Entretemps, les travailleurs n’ont pas reçu toute l’aide dont ils avaient besoin. Voici ce que Deena Ladd, directrice générale du Workers Action Centre, a déclaré au comité :

Je crois vraiment qu’il faut agir rapidement dans le dossier des jours de congé de maladie payé. Les travailleurs en ont désespérément besoin, et il ne faut pas que des travailleurs se sentent obligés de se rendre au travail alors qu’ils sont malades, comme c’est le cas en ce moment.

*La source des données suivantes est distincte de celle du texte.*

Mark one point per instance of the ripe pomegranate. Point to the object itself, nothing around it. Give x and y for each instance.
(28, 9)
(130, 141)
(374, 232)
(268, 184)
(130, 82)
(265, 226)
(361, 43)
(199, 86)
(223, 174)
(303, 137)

Pourtant, même si l’on nous pousse à franchir rapidement et, à mon avis, imprudemment toutes les étapes du processus législatif, les travailleurs ne jouiront pas de 10 jours de congé de maladie payé avant près d’un an. Le gouvernement a bien précisé qu’il était arrivé au chiffre 10 en raison des exigences d’isolement liées à la COVID. Cependant, le projet de loi utilise une méthode d’accumulation et, dans sa forme modifiée, ne permettrait à un employé d’accumuler que 3 jours de congé de maladie payé après les 30 premiers jours de travail sans interruption. Il commencerait ensuite à accumuler 7 jours de congé de maladie supplémentaire à raison d’un jour de plus par 30 jours de travail, jusqu’à concurrence de 10 jours.

Il ne s’agit pas d’un droit rétroactif, et les jours de congé de maladie payé ne commenceront à s’accumuler qu’à la date d’entrée en vigueur du projet de loi, qui sera fixée par le gouverneur en conseil. Combien de temps faudra-t-il pour que le projet de loi entre en vigueur? Selon les réponses écrites du cabinet du ministre qui ont été déposées au comité :

La nouvelle proposition de droit à 10 jours de congé de maladie payé représente un important changement au Code canadien du travail. Il est proposé que ces modifications entrent en vigueur à la date fixée par décret afin de permettre des consultations avec les parties prenantes, la formation des inspecteurs, la tenue d’activités d’éducation et de sensibilisation pour les employeurs et les employés, ainsi que l’élaboration de règlements, au besoin.

Donc, à la question « Quand ce projet de loi entrera-t-il en vigueur? », je suppose que la réponse est : « Qui sait? ». Si des règlements s’avèrent nécessaires — et je crois que ce sera le cas —, cela pourrait vouloir dire des mois avec le processus de publication dans la Gazette, même si j’admets que le ministre, dans sa lettre au Sénat, a indiqué que son ministère allait « accélérer le processus tout en veillant à bien faire les choses pour les employeurs et les employés. »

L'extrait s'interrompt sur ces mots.